Equities in 'Tailspin' as Stocks Hit the 'Trump Slump'

Not since the Great Depression have US stocks seen such a bad April slide, Bloomberg reports
By Jenn Gidman,  Newser Staff
Posted Apr 3, 2018 6:03 AM CDT
Updated Apr 3, 2018 6:41 AM CDT
A trader works on the floor of the New York Stock Exchange on Monday. Stocks closed sharply lower on Wall Street as tech companies took heavy losses and investors worried about escalating trade tensions...   (AP Photo/Richard Drew)

(Newser) – US stocks haven't seen a second-quarter start like this in 90 years—90 years ago being the kickoff to the Great Depression. Bloomberg looked at the numbers and reports on the April slide: 2.2% for the S&P 500, a drop that hasn't been surpassed since 1929's 2.5% April fall. On a simple quarter-by-quarter analysis, things don't look so great, either, with equities suffering more than any other quarter's first day since October 2011. Volatility went up, and the S&P 500 fell below its 200-day moving average. What helped send equities "into a tailspin," per Bloomberg: China pushing back on tariffs, as well as a sell-off in consumer discretionary and tech stocks apparently driven by President Trump's railing against Amazon.
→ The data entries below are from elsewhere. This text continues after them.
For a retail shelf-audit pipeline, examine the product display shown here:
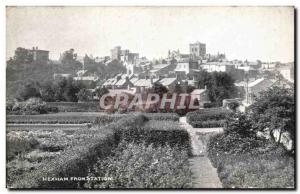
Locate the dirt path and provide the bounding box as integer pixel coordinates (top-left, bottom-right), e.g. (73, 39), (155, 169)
(179, 117), (223, 188)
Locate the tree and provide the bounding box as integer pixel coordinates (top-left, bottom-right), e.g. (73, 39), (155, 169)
(249, 86), (296, 151)
(53, 78), (81, 102)
(151, 82), (168, 96)
(16, 80), (40, 101)
(59, 48), (82, 74)
(96, 87), (109, 99)
(14, 47), (33, 64)
(106, 60), (126, 77)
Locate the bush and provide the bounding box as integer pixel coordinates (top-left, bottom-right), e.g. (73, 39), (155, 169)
(9, 115), (145, 189)
(84, 142), (191, 189)
(143, 113), (179, 121)
(189, 120), (225, 128)
(6, 98), (58, 115)
(116, 120), (190, 151)
(6, 113), (106, 124)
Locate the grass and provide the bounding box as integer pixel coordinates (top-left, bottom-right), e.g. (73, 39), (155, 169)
(186, 108), (231, 128)
(6, 112), (105, 124)
(208, 134), (295, 189)
(7, 114), (190, 189)
(84, 142), (191, 189)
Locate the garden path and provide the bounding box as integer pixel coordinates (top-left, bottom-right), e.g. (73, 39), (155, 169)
(179, 117), (223, 188)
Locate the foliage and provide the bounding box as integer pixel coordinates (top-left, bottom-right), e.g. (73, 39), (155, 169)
(76, 88), (93, 102)
(196, 71), (237, 106)
(208, 134), (295, 189)
(6, 133), (39, 160)
(96, 87), (109, 99)
(84, 142), (191, 188)
(249, 86), (296, 152)
(9, 115), (144, 189)
(186, 108), (231, 128)
(6, 112), (108, 124)
(143, 113), (179, 121)
(208, 110), (295, 188)
(151, 82), (168, 96)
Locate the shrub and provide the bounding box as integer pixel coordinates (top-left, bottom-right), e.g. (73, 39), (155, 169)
(208, 111), (295, 188)
(143, 113), (179, 121)
(9, 115), (145, 188)
(84, 142), (191, 188)
(116, 120), (190, 151)
(186, 108), (231, 128)
(6, 98), (58, 115)
(190, 120), (225, 128)
(6, 132), (39, 160)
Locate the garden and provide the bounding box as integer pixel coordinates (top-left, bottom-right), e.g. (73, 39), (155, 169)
(7, 113), (191, 189)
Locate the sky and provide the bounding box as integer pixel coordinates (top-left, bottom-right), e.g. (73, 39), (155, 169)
(6, 7), (294, 62)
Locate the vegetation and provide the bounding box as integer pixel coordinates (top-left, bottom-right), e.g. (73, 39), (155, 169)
(208, 87), (295, 188)
(186, 108), (231, 128)
(6, 112), (110, 124)
(195, 71), (237, 106)
(249, 87), (296, 153)
(6, 98), (58, 115)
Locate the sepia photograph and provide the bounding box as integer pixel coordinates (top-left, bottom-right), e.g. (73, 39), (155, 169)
(3, 6), (296, 190)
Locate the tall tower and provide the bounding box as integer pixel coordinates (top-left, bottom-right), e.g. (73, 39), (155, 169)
(190, 41), (206, 59)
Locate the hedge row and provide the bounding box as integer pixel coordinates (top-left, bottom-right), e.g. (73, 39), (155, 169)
(144, 113), (179, 121)
(47, 102), (103, 112)
(208, 133), (295, 189)
(10, 115), (145, 189)
(189, 120), (225, 128)
(117, 120), (190, 151)
(186, 108), (231, 128)
(6, 113), (102, 124)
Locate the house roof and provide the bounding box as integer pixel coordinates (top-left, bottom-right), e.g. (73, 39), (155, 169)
(134, 79), (158, 88)
(76, 70), (87, 76)
(108, 88), (136, 96)
(74, 76), (99, 81)
(115, 78), (132, 86)
(159, 78), (176, 86)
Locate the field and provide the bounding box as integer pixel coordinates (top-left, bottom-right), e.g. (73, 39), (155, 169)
(7, 112), (191, 188)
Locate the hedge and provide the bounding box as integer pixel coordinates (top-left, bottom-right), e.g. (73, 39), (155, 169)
(116, 120), (191, 154)
(144, 113), (179, 121)
(186, 108), (231, 128)
(10, 115), (145, 189)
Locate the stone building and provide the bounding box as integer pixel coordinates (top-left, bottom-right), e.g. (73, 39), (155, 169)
(190, 41), (206, 58)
MarketWatch notes Amazon stocks could still be in trouble Tuesday in the wake of a Vanity Fair report that Trump plans to keep up his online assault on the company. The New York Times assessment: The "Trump Bump is becoming the Trump Slump," and the record highs recently achieved are "done," though it adds the market is still up 20% since Trump won the election. Meanwhile, a QMA portfolio manager tells CNBC, which reports US stocks have fallen into "correction territory," that volatility fluctuations are "normal" and that "at the end of the day it's got to be earnings that drive the market this year." (Trump is said to be "obsessed" with Amazon.)